In his 1992 performance, Hantaï's exuberance, high energy, fluidity, and steady drive win the day. In 2002, the exuberance is less prevalent with a bitter/sweet undercurrent now standard in the Aria and many of the variations. Tempos are little slower in the newer version as Hantaï explores particular phrases and musical lines, also judiciously using slight hesitations and rhythmic variations; also important are the much sharper contours in the new version. Perhaps most significant is that the new version is darker in personality and offers more levels of contrast both as a coherent whole and within each variation.
All of the above doesn't necessarily add up to considering the 2002 version better or worse than the 1992 release. They are just different in conception and equally compelling. I would hate to be without the unbridled joy and lift of the earlier interpretation, and the newer one is treasured for its greater breadth of emotional content and stronger rhythmic stretching achieved through incisive accenting and inflections. The one constant in both versions is complete service to the composer and a consistency of excellence rarely found in other recordings of the work.

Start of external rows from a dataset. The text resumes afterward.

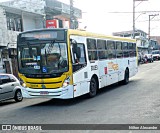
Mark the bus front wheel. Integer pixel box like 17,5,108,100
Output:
89,77,98,97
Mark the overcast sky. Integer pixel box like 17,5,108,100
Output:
0,0,160,36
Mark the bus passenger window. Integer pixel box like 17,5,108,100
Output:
97,39,108,59
107,41,116,59
122,42,129,57
116,42,123,58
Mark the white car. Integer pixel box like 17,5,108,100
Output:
0,74,23,102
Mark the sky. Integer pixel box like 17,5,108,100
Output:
0,0,160,36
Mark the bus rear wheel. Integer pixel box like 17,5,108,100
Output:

Here are a few highlights of my travels with the two Hantaï versions:
Aria - Significant differences surface immediately in the opening Aria. Whereas Hantaï's earlier version lasts slightly over 4 minutes, the newer performance takes almost 5 minutes. Hantaï '92' is very comforting and optimistic; Hantaï '2002' is bitter-sweet to the core.

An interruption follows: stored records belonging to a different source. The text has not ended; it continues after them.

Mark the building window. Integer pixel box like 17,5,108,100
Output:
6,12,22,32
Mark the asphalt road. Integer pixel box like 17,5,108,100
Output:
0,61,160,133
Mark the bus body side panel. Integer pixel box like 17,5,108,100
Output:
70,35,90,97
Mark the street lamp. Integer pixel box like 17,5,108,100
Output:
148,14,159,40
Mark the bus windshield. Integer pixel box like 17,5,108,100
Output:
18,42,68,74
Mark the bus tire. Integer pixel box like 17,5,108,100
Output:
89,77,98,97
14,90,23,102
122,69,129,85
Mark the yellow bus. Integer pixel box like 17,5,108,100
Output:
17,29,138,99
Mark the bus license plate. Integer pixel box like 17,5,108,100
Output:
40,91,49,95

Variations 3 thru 8 - Hantaï is positively radiant and bubbling with enthusiasm in his earlier recording, while his recent version tempers the bubbling effect with other emotional themes of less joyous magnitude. Both approaches are perfectly executed.
Variation 9 - The earlier Hantaï is joyous and uplifting; the newer one is slower with hesitations that convey a personality of nagging doubts, a darker and richer interpretation.
Variations 13 & 15 - The newer Hantaï has the clear advantage here. An improvisatory presentation makes the dialogue more spontaneous and realistic, particuarly in Variation 13. Concerning Variation 15, Hantaï now offers layers of dark emotional content that contrast more effectively with the one radiant passage in the second section than in the earlier version.
Variation 16 - This is the Overture with its heroic double-dotted rhythm followed by an invigorating fugue. I have to make special mention of Hantaï's performance on the new release. The heroism he conveys is drenched in sharply pungent phrasing, and his fugue is a whirlwind of powerful and detailed activity. This is one of the best versions on record, and I know of no sharper recorded interpretation.
Variation 28 - I mention this variation as an example of Hantaï's fantastic virtuosity, precision, and expressiveness in both versions. The finger work and articulation are simply amazing.
Don's Conclusions: The new Hantaï release of the Goldberg Variations is among the best harpsichord versions on the market. The increased maturity of his interpretation over the 1992 recording is apparent in the richer emotional palette, improvisatory presentation, and variety of tempos. This is a 'must buy' disc for anyone not allergic to the harpsichord.
I also continue to strongly recommend the 1992 performance that is quite similar to the outstanding new András Schiff piano version on ECM in terms of conveying the joy and vitality of Bach's inspirational music. In addition to the two Hantaï versions being different in conception, the respective harpsichords used are also dissimilar. In the 1992 performance, Hantaï's choice of instrument is a very warm Dutch Bruce Kennedy model; the new release has Hantaï playing a Jonte Knif German model that is much sharper and detailed than the Dutch model. One hears some of the Knif mechanical action, but the effect is not distracting.
Although the instruments and the interpretations are distinctive from one another, both Hantaï recordings are wonderful. Assuming monetary considerations are not bleak, get both discs and revel in one of the greatest keyboard works in history.